Sudan said on Thursday that 80 children, some as young as 11 and press-ganged into a Darfur rebel group, had been arrested in a security crackdown after an unprecedented attack on Khartoum.
Hassabo Mohamed Abdelrahman, commissioner general of the government Humanitarian Aid Commission, said children aged 11 to 17, were detained in the capital’s twin city of Omdurman wearing uniforms and carrying guns.
“Up to now, the number that we have is 80 but we suspect there may be more,” Abdelrahman told a news conference nearly a week after Darfur rebels carried out an attack on Omdurman that left more than 220 people dead.
PHOTO: EPA
He said most of them are Sudanese and accused the Justice and Equality Movement of abducting them from pastoral and refugee areas in the vast western region of Darfur.
The minors are being held separately in a social rehabilitation center, where all their needs will be looked after, Abdelrahman said.
There was no independent confirmation of the numbers arrested.
“We want the international community to put pressure on the rebel groups to release the child soldiers” Amira el-Fadil, secretary general of the national council for child welfare, said after the news conference.
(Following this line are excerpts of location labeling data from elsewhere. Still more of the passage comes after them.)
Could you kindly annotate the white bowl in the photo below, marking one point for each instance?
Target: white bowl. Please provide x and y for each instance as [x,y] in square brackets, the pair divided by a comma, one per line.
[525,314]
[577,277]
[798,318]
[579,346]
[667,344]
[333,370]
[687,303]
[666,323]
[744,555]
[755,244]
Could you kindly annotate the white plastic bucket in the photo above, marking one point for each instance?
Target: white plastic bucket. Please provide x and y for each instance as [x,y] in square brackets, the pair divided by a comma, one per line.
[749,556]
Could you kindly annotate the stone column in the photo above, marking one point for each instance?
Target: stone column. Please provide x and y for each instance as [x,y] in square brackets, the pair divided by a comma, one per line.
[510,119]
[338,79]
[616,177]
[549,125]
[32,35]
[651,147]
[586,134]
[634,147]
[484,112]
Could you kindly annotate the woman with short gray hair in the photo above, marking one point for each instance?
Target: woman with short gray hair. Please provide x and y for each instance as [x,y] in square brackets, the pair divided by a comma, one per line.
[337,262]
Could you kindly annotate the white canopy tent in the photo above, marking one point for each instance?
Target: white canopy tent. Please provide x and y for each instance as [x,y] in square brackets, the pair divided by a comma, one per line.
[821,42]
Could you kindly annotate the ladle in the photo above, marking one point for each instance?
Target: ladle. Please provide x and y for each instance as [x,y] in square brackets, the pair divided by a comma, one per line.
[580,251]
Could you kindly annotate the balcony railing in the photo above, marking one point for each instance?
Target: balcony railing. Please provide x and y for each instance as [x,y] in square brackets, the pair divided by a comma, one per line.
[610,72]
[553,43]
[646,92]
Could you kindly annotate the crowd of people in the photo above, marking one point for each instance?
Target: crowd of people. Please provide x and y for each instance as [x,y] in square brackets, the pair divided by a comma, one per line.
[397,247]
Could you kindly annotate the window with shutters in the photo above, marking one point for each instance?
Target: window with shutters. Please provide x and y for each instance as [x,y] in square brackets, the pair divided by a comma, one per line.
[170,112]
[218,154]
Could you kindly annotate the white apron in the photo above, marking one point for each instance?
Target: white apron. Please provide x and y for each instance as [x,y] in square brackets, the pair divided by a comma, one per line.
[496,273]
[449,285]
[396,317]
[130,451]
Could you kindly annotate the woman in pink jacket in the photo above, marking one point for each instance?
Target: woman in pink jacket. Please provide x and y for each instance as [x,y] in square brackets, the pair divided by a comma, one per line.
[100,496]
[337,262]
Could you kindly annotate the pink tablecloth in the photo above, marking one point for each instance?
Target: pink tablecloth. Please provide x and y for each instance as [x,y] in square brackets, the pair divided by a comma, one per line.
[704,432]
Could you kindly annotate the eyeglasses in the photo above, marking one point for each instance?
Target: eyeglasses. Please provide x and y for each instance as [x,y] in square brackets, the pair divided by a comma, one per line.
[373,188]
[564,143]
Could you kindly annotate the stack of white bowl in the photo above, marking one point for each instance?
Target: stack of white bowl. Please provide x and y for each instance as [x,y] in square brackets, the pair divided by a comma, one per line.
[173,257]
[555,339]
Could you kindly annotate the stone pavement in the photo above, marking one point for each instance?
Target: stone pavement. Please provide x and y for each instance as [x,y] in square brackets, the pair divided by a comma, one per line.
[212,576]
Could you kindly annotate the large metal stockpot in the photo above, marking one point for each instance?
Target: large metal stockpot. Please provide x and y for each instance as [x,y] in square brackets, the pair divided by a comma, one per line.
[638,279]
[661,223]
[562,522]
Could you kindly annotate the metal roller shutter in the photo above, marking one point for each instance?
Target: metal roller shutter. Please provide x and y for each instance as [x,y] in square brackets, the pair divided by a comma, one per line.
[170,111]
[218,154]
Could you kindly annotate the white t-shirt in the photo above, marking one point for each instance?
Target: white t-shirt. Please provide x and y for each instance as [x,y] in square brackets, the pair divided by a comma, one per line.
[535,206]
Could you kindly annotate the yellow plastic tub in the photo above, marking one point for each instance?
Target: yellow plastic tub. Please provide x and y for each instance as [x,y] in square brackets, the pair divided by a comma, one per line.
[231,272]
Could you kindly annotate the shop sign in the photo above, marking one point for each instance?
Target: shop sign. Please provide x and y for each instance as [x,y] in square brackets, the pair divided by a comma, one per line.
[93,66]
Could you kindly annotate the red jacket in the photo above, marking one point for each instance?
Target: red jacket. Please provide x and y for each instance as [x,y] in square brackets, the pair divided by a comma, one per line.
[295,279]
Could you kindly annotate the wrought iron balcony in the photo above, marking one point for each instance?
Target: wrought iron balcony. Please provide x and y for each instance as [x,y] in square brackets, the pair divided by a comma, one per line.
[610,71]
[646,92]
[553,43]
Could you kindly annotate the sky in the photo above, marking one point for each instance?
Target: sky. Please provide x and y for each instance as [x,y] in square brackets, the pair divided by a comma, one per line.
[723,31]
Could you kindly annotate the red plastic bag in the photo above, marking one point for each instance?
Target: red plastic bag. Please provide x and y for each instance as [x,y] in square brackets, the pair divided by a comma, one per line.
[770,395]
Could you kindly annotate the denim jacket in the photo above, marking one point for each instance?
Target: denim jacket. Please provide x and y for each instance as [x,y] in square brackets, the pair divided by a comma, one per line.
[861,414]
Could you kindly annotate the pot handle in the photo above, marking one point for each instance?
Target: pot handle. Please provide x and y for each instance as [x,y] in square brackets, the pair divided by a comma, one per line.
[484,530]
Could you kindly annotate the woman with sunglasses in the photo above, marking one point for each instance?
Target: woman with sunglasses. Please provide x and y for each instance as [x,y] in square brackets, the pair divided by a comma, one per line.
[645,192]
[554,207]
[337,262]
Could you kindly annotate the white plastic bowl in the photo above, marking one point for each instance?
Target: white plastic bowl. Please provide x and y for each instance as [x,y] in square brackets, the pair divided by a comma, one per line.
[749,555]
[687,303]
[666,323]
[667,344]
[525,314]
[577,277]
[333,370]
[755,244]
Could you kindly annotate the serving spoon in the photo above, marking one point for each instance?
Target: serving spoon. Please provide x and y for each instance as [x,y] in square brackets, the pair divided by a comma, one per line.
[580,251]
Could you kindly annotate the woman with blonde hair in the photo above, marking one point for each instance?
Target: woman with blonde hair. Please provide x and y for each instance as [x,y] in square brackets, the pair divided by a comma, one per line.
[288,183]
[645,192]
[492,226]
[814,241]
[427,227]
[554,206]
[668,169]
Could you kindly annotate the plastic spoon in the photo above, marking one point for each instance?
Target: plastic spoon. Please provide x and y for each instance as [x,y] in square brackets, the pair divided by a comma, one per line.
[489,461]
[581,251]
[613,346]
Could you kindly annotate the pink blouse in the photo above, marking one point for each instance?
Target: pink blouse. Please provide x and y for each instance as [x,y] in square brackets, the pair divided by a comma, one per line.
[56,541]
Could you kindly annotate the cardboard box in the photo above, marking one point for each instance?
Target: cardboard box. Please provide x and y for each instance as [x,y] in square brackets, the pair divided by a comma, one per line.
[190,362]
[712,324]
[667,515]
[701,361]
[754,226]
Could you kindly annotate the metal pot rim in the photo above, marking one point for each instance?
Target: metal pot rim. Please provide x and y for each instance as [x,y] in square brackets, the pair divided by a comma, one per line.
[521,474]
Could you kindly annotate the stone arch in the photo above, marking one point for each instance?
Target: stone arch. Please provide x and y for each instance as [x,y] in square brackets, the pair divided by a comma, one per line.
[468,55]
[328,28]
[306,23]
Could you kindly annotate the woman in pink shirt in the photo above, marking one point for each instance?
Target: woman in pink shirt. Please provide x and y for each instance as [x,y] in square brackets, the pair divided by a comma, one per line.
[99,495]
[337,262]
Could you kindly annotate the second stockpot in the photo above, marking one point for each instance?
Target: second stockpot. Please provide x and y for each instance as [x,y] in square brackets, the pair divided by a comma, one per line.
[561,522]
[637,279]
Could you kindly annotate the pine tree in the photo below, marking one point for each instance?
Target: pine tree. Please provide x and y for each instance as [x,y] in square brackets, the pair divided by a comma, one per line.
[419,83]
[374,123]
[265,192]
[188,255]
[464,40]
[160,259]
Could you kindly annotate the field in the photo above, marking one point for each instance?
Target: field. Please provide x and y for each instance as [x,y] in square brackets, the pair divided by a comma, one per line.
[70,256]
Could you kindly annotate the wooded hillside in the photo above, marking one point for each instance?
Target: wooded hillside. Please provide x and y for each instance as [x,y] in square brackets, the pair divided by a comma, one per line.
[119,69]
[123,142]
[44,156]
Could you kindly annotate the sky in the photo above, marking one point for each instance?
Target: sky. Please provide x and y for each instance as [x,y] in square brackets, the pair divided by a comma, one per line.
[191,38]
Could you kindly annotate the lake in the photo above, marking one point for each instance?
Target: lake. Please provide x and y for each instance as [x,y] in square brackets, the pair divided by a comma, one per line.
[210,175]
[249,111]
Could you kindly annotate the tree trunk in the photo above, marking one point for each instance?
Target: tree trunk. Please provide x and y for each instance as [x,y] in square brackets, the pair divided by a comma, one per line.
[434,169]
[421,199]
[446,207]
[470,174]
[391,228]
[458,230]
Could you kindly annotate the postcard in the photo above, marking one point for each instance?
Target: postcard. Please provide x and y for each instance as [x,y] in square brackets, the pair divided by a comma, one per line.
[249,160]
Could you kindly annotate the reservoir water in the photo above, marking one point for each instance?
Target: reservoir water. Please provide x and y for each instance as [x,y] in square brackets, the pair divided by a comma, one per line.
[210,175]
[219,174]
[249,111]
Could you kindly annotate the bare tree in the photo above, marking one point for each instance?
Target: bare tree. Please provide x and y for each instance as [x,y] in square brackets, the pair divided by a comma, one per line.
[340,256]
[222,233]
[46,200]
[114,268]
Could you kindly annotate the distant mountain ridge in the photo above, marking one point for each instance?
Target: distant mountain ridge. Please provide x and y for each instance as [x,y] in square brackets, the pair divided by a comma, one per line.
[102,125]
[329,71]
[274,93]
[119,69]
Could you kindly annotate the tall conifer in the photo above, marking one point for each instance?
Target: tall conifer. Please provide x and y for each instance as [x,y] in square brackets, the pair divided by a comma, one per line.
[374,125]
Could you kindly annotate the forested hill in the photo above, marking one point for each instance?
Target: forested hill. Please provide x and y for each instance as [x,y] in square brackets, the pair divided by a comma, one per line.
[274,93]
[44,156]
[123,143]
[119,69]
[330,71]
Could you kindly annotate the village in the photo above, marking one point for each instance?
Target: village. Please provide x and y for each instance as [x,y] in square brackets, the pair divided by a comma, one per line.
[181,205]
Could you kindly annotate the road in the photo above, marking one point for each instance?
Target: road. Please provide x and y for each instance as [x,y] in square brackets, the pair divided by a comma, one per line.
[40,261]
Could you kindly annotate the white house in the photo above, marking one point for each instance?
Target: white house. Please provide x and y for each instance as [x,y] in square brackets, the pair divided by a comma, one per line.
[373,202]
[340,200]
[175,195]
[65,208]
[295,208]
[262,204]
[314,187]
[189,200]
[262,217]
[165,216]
The UN children’s fund and International Committee of the Red Cross (ICRC) said they had not yet seen the minors but confirmed that the government had consulted them on how they should be treated.
“We have no confirmation of numbers, but we were aware that children were probably involved,” UNICEF spokesman Edward Carwardine said.
“We are welcoming the fact that those minors are going to be taken care of ... and we are happy to help as an advisory body on issues related to their detention,” ICRC spokesman Saleh Dabbakih said.
Meanwhile, the UN said on Thursday it had evacuated 250 civilian staff from the oil-rich region of Abyei following three days of clashes between the Sudanese army and former southern rebels.
Abyei lies just north of the disputed boundary line between north and south Sudan, which fought a civil war for more than two decades ending in a 2005 peace agreement. It is a volatile region that remains contested between northerners and southerners following the peace.
The clashes began on Tuesday between forces of the Sudanese army and the semi-autonomous south’s Sudan People’s Liberation Army.
Khaled Mansour, a spokesman for the UN Mission in Sudan, said there was concern for the safety of civilians and overcrowding in the mission’s compound in the town where people sought refuge from the clashes.
“We believe that their [staff] safety and security was threatened,” he said from Khartoum, adding that some 400 UN peacekeepers remained in Abyei.